If you or a close loved one is a frequent traveler with many points or miles that have racked up over time, depending on the airline, you may or may not get to inherit those miles or pass them along to a family member upon death. This matters since a member's account that has amassed a lot of frequent flyer miles may be valued at thousands of dollars.
Most airlines have a written policy of miles or points becoming nullified after the death of the member. In some cases, loved ones have made a request for the miles and the miles have been transferred. And, in other cases, the airlines suggest leaving your family members your login information so they can access your accounts.
To Bequeath or Not Bequeath
A lawyer may include a clause in your will that states that you bequeath your frequent flyer miles or points to this person or that person, but that only holds water if the airline policy allows it. In most cases, putting a clause in your will can't hurt. It just might not work, as in the case of Delta, an airline that stands firmly behind their policy.
How to Inherit Miles
American Airlines, Delta Air Lines, Southwest Airlines, JetBlue, and United Airlines all have policies clearly stating frequent flyer miles are not transferable upon death. However, you may get lucky with American, United, or Southwest. American and United state in their policies that at their "sole discretion" airline points/mileage may be transferred to "court-approved" or "authorized persons." Southwest doesn't state it anywhere, but there have been cases where points/mileage were transferred.
With Delta, there is no wiggle room at all. They stay strict with the policy.
JetBlue may not transfer points or mileage but the airline does make the inheritance of mileage easier with its Family Pooling service. If you are a family unit, turn on the "family pooling" feature. If a member of the family dies or leaves for any reason, the frequent flyer points stay in the pool and can be used by the family.
Informally, Alaska Airlines refers to frequently flyer miles of a deceased loved one as "memorial miles." Although it is not officially written anywhere as a policy, Alaska will transfer miles to a spouse or loved one for no fee with proof of a death certificate.
For all the airlines, agents (with an implied wink and a nod) have pointed out that if the airline has not been notified that a member died and if a spouse or loved one has the username and password on the account, then that is another way they can use the frequent flyer miles.
The Fine Print
The actual wording of frequent flyer policies regarding the death of a member varies by airline but most have similarly worded policies.
Mileage credit is not transferable and may not be combined among AAdvantage members, their estates, successors, or assigns. Accrued mileage credit and award tickets do not constitute property of the member. Neither accrued mileage, nor award tickets, nor status, nor upgrades are transferable by the member upon death, as part of a domestic relations matter, or otherwise by operation of law. However, American Airlines, in its sole discretion, may credit accrued mileage to persons specifically identified in court approved divorce decrees and wills upon receipt of documentation satisfactory to American Airlines and upon payment of any applicable fees.
Mileage credit is transferable between AAdvantage accounts when offered by American Airlines online, with the ShareMiles program. The member must adhere to the rules and limitations of the ShareMiles program.
Miles are not the property of any member. Except as specifically authorized in the membership guide and program rules or otherwise in writing by an officer of Delta, miles may not be sold, attached, seized, levied upon, pledged, or transferred under any circumstances, including, without limitation, by operation of law, upon death, or in connection with any domestic relations dispute and/or legal proceeding.
Accrued mileage, premier (and/or Million Miler) status levels, premier (and/or Million Miler) benefits, premier qualifying credits and certificates do not constitute property of the member and are not transferable except as set forth herein. Accrued mileage may be transferred to another MileagePlus account through United’s Transfer Miles Program. Members must comply with the Transfer Miles Program terms and conditions found on united.com. In the event of the death or divorce of a member, United may, in its sole discretion, credit all or a portion of such member’s accrued mileage to authorized persons upon receipt of documentation satisfactory to United and payment of applicable fees.

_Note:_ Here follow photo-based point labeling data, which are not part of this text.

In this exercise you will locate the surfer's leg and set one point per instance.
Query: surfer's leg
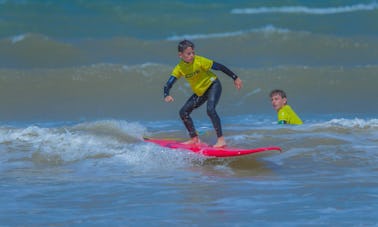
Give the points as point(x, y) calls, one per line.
point(214, 94)
point(185, 112)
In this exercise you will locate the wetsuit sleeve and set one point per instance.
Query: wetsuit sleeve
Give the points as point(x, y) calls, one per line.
point(224, 69)
point(168, 85)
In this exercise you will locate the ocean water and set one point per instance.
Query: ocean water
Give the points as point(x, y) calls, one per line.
point(81, 85)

Points may not be transferred to a member's estate or as part of a settlement, inheritance, or will on Southwest Airlines. In the event of a member’s death, his/her account will become inactive after 24 months from the last earning date (unless the account is requested to be closed) and points will be unavailable for use.
Points are non-transferable and may not be combined among TrueBlue Members, their estates, successors and assigns except as follows: Points may be pooled using Family Pooling, points may be purchased and gifted at a cost and also can be transferred between TrueBlue members in specified quantities JetBlue's business partner points.com (Buy, Gift or Transfer Points.) Accrued points and award travel do not constitute property of the member and are non-transferable upon death, as part of a domestic relations matter, or otherwise.